RJR: I do not believe that men and women we are looking for someone that doesn’t exist. And yes, the power I am speaking of is to do with self-esteem, self-confidence, self-knowing and self-belief… it is a feeling like I am actually standing, and am grounded, in my own power. And it is absolutely my power and comes from my connection with myself, the ground and the sky above me. I do not temporarily gain it from my interactions with others, be they male or female. What would be the point in that? I guess the need, and awareness of this process, comes from being brought up in a world where women were not valued in the same ways as men were, and they played a more secondary, supportive role to them. As a result, women’s needs, and so much more, were suppressed, and long had been for the generations that went before. There was no expectation for women to do well academically, professionally or in any other ways other than support their husbands, and care for their children. Women seem to be looking to men for something that some men do not seem to recognise in themselves (yet!), and both are feeling at a loss. Women are not wanting their men to feel emasculated at all. They want them to be equal to them; to be honest, compassionate, communicative, strong and caring, wise and nurturing. But what does equal even mean? We will always be different…

NS: Presumably equal and different are not exclusive of each other. I think you are right that women are looking for something in men that men do not see in themselves. I think many men – despite change and the rise of the feminine – still see women primarily in terms of their sexuality, which of course is a major error. These factors are close to what I mean about men seeking women who don’t exist, and women seeking men who don’t exist. Presumably there has to be some sort of acceptance of reality on both sides – acceptance and perception of the truth – for there to be a real relationship. There has to be love – not romanticism and sentimentality, but love. I wonder whether – if men and women fail to understand each other – they may give up trying, may decide that relationships are just too much hard work? Back on the subject of equality, it is often argued that problems of equality lie in the fact that it is women who bear children, and it is men who have the drive to do whatever work is necessary to make themselves and women and children as secure as possible. But these are elements of difference and should not impinge on equality, should they?

RJR: In the world we live in now, women bear the children, and are more than willing and capable of making themselves and their children feel secure. So that is no longer solely a man’s role, or do you think differently?
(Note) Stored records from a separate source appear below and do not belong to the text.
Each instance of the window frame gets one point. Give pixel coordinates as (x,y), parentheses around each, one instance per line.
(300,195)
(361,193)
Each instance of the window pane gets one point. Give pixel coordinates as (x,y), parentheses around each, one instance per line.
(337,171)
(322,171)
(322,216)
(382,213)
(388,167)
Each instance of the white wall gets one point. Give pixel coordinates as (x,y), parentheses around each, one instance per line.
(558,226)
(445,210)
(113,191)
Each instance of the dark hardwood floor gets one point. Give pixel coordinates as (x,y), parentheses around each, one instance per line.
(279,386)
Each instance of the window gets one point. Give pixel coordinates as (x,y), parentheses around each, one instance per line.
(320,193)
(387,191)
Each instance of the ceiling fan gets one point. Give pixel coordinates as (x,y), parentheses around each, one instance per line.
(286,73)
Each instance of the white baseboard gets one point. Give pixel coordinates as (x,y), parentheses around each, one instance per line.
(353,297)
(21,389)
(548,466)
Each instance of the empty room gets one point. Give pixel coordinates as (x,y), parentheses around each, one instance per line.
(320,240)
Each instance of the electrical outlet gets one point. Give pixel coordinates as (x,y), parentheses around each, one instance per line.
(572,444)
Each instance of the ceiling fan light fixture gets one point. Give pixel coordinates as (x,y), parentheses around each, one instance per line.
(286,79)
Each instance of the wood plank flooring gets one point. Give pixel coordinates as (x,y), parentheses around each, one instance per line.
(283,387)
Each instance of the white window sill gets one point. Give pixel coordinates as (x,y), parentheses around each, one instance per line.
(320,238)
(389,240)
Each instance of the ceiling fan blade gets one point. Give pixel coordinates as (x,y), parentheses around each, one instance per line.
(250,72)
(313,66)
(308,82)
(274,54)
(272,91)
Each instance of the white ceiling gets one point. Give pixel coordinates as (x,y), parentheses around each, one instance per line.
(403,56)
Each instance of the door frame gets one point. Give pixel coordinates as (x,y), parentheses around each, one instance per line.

NS: Yes, many women are of course willing and able to do that… but there are still many parts of the world where the odds are stacked against them doing it. No, I don’t think that there is a specific man’s role and a specific woman’s role; the important things are choice and consent. Different relationships and burden-sharing work for different people. And single parents – female or male – can sometimes produce happier children than those from double-parent families. With many women quite capable of being self-sufficient if they want to be, they may be beginning to see that the disadvantages of being in a relationship outweigh the advantages; and if many men have become confused about what women want from them and about what role is now left for them, it may start to become more appealing to both women and men to be free of a conventional relationship.

RJR: I think there very much were, and to some extent are, roles that men and women perform. I hear women of all ages in my clinic, speak of how their men expect them to lead their relationship emotionally; be the one to initiate communication when there is an issue, and come up with the answers too. Women often feel that men are the extra child in their family, and I do my best to guide both men and women through other ways of connecting that does not hook this parent/child dynamic. I don’t really think that people are going to start giving up on relationships  – but I feel we are heading for change…

NS: There are men who would argue that women do – to too great an extent – lead their relationship emotionally, and that this does make them feel like ‘the child’ in the dynamic between them. It is also possible to argue that men can end up as eternal children – with boyish and immature attitudes and enthusiasms. Is it fair to say that women, generally, have a ‘three-dimensional shape’ to their lives (dictated by nature) while men have, at best, a two-dimensional line, and, at worst, an aimlessness (also stemming from nature)?

RJR: Oh dear! I was hoping you would come up with something more positive about men! Do you really think that? My view of men is different. I have brought up two boys myself and I love and respect them immensely. I also work with men of all ages and when they are young, both sexes seem to grapple just as hard with their emotions, their self-esteem, and other issues that come with the territory of growing up. A sensitivity to rejection and feeling vulnerable being some of those shared experiences that make both sexes want to retreat from each other. If we parent our boys in the same way as our girls, in a nurturing environment which encourages clean communication, expression of feelings, and responsibility of actions, then as human beings they will grow up with the same human qualities that women hold and value. Women grow emotionally through life and in relationships and they are desperately looking to be met. They are looking for their men to do them same. I once heard an interesting take on men and women that I will share here. Women spend their lives wanting men to change, whereas men hope everyday that their women don’t! How do you feel about that?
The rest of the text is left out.